Das Limmattal gehört zu den sozial eher benachteiligten Regionen des Kantons Zürich und weist einen vergleichsweise hohen Anteil Jugendlicher mit Migrationshintergrund auf. In dieser Gruppe finden sich häufig mehr Risikofaktoren für die Ausübung von Gewalt – etwa ein vergleichsweise tiefes Schulniveau, ein problematischer Medienkonsum, gewaltbereite Einstellungen und machohaftes Verhalten. Allerdings sind die Unterschiede zwischen den Regionen gar nicht so ausgeprägt.

Welche Rolle spielt der Migrationshintergrund?
Männliche Jugendliche mit Migrationshintergrund fallen häufiger durch Gewaltverhalten auf. Einer der wichtigsten Risikofaktoren, der diesen Unterschied erklärt, sind sogenannte «Gewalt legitimierende Männlichkeitsnormen». Im Alltag nennt man das schlicht «Machogehabe».

Welche Rolle spielen die Eltern?
Sie vermitteln oft patriarchalisch geprägte Werthaltungen. Eine mindestens so wichtige Rolle spielt meines Erachtens der Medienkonsum. Ich meine damit die Welt von Porno und Rap sowie gewalthaltige Computergames. Auch in dieser Beziehung gibt es grosse Unterschiede zwischen Jugendlichen mit und ohne Migrationshintergrund.
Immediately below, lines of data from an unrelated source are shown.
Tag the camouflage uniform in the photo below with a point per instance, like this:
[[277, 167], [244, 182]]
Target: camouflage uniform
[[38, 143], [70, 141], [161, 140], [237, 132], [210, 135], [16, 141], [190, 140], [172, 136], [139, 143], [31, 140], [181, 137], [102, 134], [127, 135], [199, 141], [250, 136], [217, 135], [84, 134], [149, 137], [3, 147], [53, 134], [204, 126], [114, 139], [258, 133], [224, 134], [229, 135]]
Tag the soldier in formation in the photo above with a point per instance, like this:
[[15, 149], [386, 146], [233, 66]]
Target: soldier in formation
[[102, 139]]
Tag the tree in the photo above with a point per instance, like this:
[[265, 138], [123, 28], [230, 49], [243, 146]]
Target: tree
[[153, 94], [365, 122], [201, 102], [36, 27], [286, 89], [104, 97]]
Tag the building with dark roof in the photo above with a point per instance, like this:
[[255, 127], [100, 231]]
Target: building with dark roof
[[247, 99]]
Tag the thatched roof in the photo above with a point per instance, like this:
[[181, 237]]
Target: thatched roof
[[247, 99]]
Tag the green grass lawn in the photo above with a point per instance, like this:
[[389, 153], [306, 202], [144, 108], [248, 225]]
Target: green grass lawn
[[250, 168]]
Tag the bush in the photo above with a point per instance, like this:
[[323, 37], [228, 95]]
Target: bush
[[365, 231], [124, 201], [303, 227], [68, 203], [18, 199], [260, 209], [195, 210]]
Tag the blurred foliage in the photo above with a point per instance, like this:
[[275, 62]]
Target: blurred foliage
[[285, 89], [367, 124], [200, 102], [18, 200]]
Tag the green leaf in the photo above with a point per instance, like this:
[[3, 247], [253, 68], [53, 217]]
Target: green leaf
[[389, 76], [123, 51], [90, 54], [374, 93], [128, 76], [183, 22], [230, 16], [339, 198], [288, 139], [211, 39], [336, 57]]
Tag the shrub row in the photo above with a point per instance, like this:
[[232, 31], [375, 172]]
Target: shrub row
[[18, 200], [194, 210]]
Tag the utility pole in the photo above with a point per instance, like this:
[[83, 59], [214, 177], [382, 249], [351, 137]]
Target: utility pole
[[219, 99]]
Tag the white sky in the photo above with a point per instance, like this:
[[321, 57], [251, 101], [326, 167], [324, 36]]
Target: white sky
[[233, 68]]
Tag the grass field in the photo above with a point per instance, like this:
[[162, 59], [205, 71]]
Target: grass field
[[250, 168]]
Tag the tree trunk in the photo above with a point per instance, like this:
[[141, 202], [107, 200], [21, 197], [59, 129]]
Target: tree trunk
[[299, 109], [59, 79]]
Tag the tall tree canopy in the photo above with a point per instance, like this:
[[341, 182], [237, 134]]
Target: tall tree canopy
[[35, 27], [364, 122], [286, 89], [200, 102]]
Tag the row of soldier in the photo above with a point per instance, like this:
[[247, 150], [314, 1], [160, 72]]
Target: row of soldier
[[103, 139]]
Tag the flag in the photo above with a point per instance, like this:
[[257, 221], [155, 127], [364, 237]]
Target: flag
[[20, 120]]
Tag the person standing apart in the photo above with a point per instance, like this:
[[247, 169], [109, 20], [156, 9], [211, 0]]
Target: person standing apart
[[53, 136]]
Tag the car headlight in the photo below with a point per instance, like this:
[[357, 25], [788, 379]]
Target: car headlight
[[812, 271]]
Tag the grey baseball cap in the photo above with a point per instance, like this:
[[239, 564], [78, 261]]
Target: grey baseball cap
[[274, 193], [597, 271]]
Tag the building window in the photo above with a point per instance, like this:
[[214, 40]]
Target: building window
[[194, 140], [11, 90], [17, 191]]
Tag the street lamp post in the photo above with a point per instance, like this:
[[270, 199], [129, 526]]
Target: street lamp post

Offenbar ging es beim Konflikt um die Frage, ob Dietikon oder Spreitenbach der «krassere» Ort ist. Überrascht es Sie, dass solche banalen Konflikte zu einer Eskalation führen können?
Es ist schwer zu sagen, was genau der Anlass war. In der Pubertät spielt die Identitätsfindung eine zentrale Rolle. Dazu gehört auch, zu den «coolsten» oder «krassesten» gehören zu wollen – insbesondere wenn die Identifikationsfiguren in der eigenen sozialen Umwelt und in den konsumierten Medien den «harten Macho» als Ideal vorgeben.

Involviert waren 15- bis 16-Jährige. Sind Jugendliche in diesem Alter besonders häufig gewalttätig?
Schaut man sich aggressives Verhalten über das gesamte Leben an, wird das Maximum an Aggression bereits im Alter von drei bis vier Jahren erreicht. Danach geht die Kurve nach unten und erreicht während der Pubertät – im Alter von 15 bis 16 Jahren – erneut ein Zwischenhoch.

Wieso?
Die Ursachen für dieses Zwischenhoch sind vielfältig: Umstellung des Hormonhaushalts, ausserordentliche Bedeutung der Freundesgruppe beim Finden der eigenen Identität und damit verbunden Phänomene wie Gruppendruck. Die können zu Gewaltverhalten führen und zu zunehmendem Konsum, zum Beispiel von Drogen, oder zu problematischem Konsum pornografischer Inhalte oder gewalthaltiger Medien.